Along with this column, you’ll find perhaps the earliest known example, from the Roman Catacombs. This is literally perhaps the very earliest known depiction of Mary. And icons, paintings, and frescos of Mary breastfeeding were quite common until at least the 13th Century and continue to this day.
There are many more, and if you are interested in finding them, feel free to use Google. I haven’t posted them because my strong hunch is some of you reading this might indeed find them offensive.
But here is the question for all of us who seek to follow Jesus; here is where I’d like to push your spiritual understanding:
WHY would they be offensive?
Clearly, many Christians with a more robust incarnational understanding of God have embraced such images centuries ago.
In every age we Christians seek to sanitize and sacralize the message of Jesus to the point that we very often remove all traces of Jesus’ human wholeness. And in doing so, we tend to create a false dualism between our lives, our bodies, our earthly experiences and what God wants us to understand about the true connection between the two.
In the name of God, we are forever “Otherizing” foreigners, People of Color, Immigrants, the LGBTQ community; tragically, often all done in the name of Jesus, and by those who *claim* to follow an Incarnational Savior.
But Jesus came to break down those walls between “Heaven and Earth,” and remind us that we see God in every single human being. We see God not only on our best days, but also on our worst.
We see God not only when we are strong and confident, but also when we are lying vulnerable on the hospital gurney.
We see God not only when things are going right, but when everything feels like it’s going wrong.
God can take our most vulnerable human moment, because Godself became human for our sake, and for this sake of this big, complicated, world of ours.

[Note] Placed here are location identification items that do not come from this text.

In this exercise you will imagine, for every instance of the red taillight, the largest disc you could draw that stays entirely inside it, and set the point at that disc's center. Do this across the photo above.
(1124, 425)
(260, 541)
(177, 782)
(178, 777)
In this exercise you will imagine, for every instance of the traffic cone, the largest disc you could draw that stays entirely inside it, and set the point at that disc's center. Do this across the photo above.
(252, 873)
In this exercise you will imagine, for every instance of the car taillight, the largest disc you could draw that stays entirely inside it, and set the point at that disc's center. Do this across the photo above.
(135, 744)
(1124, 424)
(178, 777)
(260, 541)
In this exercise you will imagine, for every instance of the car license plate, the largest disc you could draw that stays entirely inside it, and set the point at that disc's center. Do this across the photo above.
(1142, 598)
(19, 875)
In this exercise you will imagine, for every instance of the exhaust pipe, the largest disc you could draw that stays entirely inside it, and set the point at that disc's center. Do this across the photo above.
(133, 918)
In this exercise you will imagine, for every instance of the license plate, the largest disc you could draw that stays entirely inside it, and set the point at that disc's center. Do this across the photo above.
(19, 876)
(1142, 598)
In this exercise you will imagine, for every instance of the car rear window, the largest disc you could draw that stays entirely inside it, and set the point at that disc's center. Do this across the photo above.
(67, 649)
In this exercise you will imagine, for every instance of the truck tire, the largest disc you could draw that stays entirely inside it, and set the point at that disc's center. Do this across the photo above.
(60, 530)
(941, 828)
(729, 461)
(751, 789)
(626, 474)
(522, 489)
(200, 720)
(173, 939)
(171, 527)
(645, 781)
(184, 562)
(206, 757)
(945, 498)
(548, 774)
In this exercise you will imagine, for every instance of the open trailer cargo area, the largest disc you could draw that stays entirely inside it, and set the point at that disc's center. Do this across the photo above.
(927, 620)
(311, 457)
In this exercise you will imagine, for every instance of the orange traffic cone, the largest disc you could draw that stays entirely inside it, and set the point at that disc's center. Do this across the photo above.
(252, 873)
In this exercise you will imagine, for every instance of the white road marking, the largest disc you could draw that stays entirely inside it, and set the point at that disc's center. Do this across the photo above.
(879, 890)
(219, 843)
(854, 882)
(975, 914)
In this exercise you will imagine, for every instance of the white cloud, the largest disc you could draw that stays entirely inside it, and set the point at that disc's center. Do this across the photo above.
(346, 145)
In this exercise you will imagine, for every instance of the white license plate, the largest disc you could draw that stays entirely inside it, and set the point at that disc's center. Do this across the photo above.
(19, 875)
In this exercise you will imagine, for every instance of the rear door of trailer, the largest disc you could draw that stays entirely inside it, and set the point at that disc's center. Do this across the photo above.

As I like to remind you, Frederick Buechner once noted that one of the more consistent mistakes we human beings make is to “try and be more holy than God.”
But, as Rossetti writes in one of her other classic hymns, “Love Came Down at Christmas.”
And this was to challenge us to remember that our lives, our world —every single part of it— contains not only what we see as most unworthy, but also some piece of the very holiness of God at the very same moment.
This is another level of the power of incarnational seeing.